Waelz process is a method applied in the zinc oxide production and is one of the largest sources of carbon emissions within the zinc industry. In this process, zinc containing material (mostly electric arc kiln dust EAFD) is fed at approximately 25 °C and heated up to 1,200 °C where reduction reactions and zinc volatilization take place. The solid carbon used for heating and for reduction reactions is provided mainly by the coke fed with the EAFD in the Waelz kiln. Both chemical composition and physical properties of the coke are important to transportation and to the process. Chemically, it has low ash, low volatile content, and high heat value. Physically, it has high strength. However, the coke is one of the main contributors to greenhouse gas emissions, which have a negative impact on the environment.

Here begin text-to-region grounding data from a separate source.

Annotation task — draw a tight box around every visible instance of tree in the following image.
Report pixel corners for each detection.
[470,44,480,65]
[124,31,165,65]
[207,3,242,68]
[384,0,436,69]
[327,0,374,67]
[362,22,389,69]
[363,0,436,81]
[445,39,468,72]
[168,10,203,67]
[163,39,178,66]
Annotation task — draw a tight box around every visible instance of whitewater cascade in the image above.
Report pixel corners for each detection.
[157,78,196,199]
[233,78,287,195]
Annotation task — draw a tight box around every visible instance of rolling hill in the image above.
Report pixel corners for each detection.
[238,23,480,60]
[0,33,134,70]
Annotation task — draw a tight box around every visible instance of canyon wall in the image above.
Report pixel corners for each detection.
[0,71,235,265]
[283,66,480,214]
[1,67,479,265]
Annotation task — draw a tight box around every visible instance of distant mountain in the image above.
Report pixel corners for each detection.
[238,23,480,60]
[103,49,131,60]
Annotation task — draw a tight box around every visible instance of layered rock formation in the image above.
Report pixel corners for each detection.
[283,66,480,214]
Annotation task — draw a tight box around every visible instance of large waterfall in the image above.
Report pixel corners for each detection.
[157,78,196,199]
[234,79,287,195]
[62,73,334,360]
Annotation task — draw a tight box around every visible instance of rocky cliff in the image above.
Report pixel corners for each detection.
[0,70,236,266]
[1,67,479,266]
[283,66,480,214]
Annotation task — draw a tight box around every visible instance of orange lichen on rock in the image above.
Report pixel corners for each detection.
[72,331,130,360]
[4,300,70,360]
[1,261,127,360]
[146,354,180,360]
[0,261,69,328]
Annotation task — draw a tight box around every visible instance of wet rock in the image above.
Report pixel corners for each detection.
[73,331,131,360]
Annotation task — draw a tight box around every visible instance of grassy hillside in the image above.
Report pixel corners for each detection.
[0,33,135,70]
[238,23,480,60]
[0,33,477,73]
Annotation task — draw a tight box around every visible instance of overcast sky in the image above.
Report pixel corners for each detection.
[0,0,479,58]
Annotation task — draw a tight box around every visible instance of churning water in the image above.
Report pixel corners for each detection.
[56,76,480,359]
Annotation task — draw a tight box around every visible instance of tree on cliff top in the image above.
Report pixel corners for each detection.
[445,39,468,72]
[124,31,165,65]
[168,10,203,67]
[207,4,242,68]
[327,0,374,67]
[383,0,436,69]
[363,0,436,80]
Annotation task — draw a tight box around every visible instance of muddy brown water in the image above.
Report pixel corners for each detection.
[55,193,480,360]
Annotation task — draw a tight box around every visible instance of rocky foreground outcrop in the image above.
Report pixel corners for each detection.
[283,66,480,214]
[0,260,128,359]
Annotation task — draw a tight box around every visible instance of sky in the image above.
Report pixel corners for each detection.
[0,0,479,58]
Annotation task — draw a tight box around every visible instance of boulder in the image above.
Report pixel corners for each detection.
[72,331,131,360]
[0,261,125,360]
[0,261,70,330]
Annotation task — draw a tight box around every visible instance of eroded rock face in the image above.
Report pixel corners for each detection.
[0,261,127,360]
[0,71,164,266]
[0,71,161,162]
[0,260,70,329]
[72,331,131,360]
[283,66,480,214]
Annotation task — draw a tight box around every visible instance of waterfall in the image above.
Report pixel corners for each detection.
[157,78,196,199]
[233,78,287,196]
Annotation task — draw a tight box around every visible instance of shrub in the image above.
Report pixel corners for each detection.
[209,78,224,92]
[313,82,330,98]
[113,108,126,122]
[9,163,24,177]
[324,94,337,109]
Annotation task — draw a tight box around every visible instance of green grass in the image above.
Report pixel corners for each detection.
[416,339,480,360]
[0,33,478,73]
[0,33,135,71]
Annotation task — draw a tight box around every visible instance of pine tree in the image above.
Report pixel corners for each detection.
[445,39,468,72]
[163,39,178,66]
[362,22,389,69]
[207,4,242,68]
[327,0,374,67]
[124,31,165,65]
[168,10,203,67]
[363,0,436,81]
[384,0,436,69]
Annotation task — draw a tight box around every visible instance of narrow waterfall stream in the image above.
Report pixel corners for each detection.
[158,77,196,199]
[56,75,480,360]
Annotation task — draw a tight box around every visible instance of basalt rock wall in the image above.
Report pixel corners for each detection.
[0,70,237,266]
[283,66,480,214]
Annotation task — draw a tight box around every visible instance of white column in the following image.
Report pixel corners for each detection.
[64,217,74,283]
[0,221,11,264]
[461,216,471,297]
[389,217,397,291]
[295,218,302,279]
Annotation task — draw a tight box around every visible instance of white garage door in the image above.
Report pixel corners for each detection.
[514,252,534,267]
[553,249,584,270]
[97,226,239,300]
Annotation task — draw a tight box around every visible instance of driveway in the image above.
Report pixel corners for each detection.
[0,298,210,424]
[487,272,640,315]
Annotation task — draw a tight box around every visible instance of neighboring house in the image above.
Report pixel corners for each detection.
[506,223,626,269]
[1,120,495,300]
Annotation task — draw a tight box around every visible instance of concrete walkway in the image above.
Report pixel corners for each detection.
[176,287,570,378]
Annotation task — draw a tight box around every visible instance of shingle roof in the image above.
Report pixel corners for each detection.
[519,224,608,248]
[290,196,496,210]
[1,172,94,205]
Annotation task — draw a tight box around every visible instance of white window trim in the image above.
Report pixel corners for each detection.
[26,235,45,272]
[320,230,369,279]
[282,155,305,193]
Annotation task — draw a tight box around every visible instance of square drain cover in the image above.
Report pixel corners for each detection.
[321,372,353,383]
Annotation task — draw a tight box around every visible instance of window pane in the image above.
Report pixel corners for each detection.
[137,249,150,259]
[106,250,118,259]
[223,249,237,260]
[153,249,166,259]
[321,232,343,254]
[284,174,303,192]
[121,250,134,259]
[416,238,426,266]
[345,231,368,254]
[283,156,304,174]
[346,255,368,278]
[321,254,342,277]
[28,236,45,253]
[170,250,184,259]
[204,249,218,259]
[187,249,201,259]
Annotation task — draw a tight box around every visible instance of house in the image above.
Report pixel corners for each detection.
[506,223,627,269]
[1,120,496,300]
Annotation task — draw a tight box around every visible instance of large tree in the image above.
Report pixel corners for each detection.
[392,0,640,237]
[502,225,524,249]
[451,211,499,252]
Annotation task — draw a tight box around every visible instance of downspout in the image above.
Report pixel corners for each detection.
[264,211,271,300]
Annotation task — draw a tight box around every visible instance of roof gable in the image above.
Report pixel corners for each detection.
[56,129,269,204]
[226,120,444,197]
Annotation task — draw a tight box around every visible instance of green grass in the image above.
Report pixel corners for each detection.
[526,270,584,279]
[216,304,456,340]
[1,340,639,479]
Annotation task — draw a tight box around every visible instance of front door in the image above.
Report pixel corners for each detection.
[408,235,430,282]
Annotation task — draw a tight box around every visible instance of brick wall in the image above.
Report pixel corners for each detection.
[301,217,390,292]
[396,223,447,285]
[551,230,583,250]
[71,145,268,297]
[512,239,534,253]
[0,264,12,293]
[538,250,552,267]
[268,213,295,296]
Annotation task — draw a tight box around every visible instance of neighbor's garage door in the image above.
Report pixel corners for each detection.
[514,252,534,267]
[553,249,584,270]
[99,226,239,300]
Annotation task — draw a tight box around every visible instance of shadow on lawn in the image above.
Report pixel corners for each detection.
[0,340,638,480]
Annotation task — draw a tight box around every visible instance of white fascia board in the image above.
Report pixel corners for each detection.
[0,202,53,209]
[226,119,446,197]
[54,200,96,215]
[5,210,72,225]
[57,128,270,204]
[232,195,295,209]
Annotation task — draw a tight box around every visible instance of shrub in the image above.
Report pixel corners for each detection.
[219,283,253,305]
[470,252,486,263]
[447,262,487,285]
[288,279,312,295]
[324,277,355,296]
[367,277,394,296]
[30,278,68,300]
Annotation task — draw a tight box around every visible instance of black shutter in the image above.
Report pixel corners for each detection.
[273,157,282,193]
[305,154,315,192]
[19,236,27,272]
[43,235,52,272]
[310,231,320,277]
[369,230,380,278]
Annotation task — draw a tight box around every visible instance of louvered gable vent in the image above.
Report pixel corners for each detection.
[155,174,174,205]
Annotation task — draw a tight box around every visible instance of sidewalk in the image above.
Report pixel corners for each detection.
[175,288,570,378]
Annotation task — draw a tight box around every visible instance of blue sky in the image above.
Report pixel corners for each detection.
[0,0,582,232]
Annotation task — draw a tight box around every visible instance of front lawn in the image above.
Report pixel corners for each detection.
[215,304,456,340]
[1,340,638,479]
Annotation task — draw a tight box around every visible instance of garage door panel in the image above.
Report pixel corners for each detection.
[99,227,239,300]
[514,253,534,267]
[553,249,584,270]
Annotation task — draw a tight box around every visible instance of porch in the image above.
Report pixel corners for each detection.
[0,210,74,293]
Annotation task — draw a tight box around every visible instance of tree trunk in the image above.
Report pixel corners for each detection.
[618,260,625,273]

Decarbonizing the Waelz process by replacing the traditional fuel source using alternative biogenic fuel, for example, offers a potential solution to reduce the carbon footprint, which is aligned with the ESG perspective. However, considering the characteristics of the process and the coke, the alternative biogenic fuel must meet minimum chemical and physical requirements. For example, if it has low volatile and ash content and it does not generate fine particles easily compared to coke, then it meets the requirements. 

Research regarding alternative fuels to replace coke was conducted in the recent years using wood and charcoal fines, for example. These materials did not meet the requirements, but the briquettes formed by charcoal agglomerated with wood tar were technically approved. The wood tar is used not only as a binder but also contributes to briquette hardness and is a source of carbon. 

The determination of the briquette composition considered the lowest possible amount of agglomerant and greater mechanical resistance during production and after curing. The selection of charcoal with a high content of fixed carbon, low content of volatiles and ash contributed to a briquette with high heat value and high fixed carbon. In addition, the production process included mixing the components followed by the briquetting stage that involved application of pressure contributing to the hardness, and the curing stage that promoted release of some volatiles and moisture as well as the components binding. 

To study the potential coke replacement with briquettes, tests were carried out in laboratory, bench muffle, bench kiln and in a pilot kiln. In the muffle and bench kiln, the temperature resistance and reactivity up to 1,200 °C of the briquettes and the coke was tested, compared, and served as a reference to research in the pilot kiln. The pilot Waelz kiln tests were carried out using substitutions up to 50%. Part of the coke was reduced, and the briquettes were fed considering the substitution factor obtained in the bench kiln. The yield was compared with the yield of the blank test (EAFD and coke only). The yield consists in the zinc mass recovered divided by the zinc mass fed. 

Pilot tests have shown that the briquettes can replace up to 40% of coke while maintaining the same performance and operational stability of the current Waelz process. Substitutions of 40% showed yield equivalent to the blank test. Test with 50% substitution showed 89% yield. To evaluate better substitutions of 50% and above, additional tests will be performed. Due to effectiveness of the briquettes in pilot tests, industrial tests will be carried out. If a 30% substitution is applied to the process, the estimate is to reduce 30% CO₂e a year.